It was a fine morning, and early, and I thought I would go and take a stroll down one of those wire-arched walks, and indulge my passion by dwelling on her image. On my way through the hall, I encountered her little dog, who was called Jip – short for Gypsy. I approached him tenderly, for I loved even him; but he showed his whole set of teeth, got under a chair expressly to snarl, and wouldn’t hear of the least familiarity.

The garden was cool and solitary. I walked about, wondering what my feelings of happiness would be, if I could ever become engaged to this dear wonder. As to marriage, and fortune, and all that, I believe I was almost as innocently undesigning then, as when I loved little Em’ly. To be allowed to call her ‘Dora’, to write to her, to dote upon and worship her, to have reason to think that when she was with other people she was yet mindful of me, seemed to me the summit of human ambition – I am sure it was the summit of mine. There is no doubt whatever that I was a lackadaisical young spooney; but there was a purity of heart in all this still, that prevents my having quite a contemptuous recollection of it, let me laugh as I may.

I had not been walking long, when I turned a corner and met her. I tingle again from head to foot as my recollection turns that corner, and my pen shakes in my hand.

‘You – are – out early, Miss Spenlow,’ said I.

‘It’s so stupid at home,’ she replied, ‘and Miss Murdstone is so absurd! She talks such nonsense about its being necessary for the day to be aired, before I come out. Aired!’ (She laughed, here, in the most melodious manner.) ‘On a Sunday morning, when I don’t practise, I must do something. So I told Papa last night I must come out.
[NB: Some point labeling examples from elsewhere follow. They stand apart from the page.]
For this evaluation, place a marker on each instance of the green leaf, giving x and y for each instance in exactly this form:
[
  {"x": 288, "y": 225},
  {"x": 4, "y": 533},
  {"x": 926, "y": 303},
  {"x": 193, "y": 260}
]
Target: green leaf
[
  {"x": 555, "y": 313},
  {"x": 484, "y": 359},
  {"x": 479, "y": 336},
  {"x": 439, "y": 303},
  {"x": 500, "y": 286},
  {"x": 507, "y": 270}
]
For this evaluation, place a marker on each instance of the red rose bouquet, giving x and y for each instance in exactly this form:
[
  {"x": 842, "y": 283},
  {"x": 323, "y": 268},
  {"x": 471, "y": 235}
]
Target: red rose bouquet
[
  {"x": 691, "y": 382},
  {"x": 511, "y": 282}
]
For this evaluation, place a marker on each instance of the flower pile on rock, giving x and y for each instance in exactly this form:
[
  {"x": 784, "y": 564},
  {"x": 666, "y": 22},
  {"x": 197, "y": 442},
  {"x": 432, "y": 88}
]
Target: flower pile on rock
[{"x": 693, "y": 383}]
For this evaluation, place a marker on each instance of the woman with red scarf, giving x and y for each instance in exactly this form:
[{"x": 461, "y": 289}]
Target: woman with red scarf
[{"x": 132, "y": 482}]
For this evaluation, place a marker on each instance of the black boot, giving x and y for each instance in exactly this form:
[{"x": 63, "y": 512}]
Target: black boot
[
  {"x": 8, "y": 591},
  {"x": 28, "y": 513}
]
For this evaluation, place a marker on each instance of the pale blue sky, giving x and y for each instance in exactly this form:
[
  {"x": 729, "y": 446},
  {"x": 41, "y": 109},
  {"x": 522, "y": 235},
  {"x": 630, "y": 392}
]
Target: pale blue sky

Besides, it’s the brightest time of the whole day. Don’t you think so?’

I hazarded a bold flight, and said (not without stammering) that it was very bright to me then, though it had been very dark to me a minute before.

‘Do you mean a compliment?’ said Dora, ‘or that the weather has really changed?’

I stammered worse than before, in replying that I meant no compliment, but the plain truth; though I was not aware of any change having taken place in the weather. It was in the state of my own feelings, I added bashfully, to clench the explanation.

I never saw such curls – how could I, for there never were such curls! – as those she shook out to hide her blushes. As to the straw hat and blue ribbons which was at the top of the curls, if I could only have hung it up in my room in Buckingham Street, what a priceless possession it would have been!

‘You have just come home from Paris,’ said I.

‘Yes,’ said she. ‘Have you ever been there?’

‘No.’

‘Oh! I hope you’ll go soon. You would like it so much!’

Traces of deep-seated anguish appeared in my countenance. That she should hope I would go, that she should think it possible I could go, was insupportable. I depreciated Paris; I depreciated France. I said I wouldn’t leave England, under existing circumstances, for any earthly consideration. Nothing should induce me. In short, she was shaking the curls again, when the little dog came running along the walk to our relief.

He was mortally jealous of me, and persisted in barking at me. She took him up in her arms – oh my goodness! – and caressed him, but he insisted upon barking still. He wouldn’t let me touch him, when I tried; and then she beat him. It increased my sufferings greatly to see the pats she gave him for punishment on the bridge of his blunt nose, while he winked his eyes, and licked her hand, and still growled within himself like a little double-bass. At length he was quiet – well he might be with her dimpled chin upon his head! – and we walked away to look at a greenhouse.

‘You are not very intimate with Miss Murdstone, are you?’ said Dora. ‘My pet!’

(The two last words were to the dog. Oh, if they had only been to me!)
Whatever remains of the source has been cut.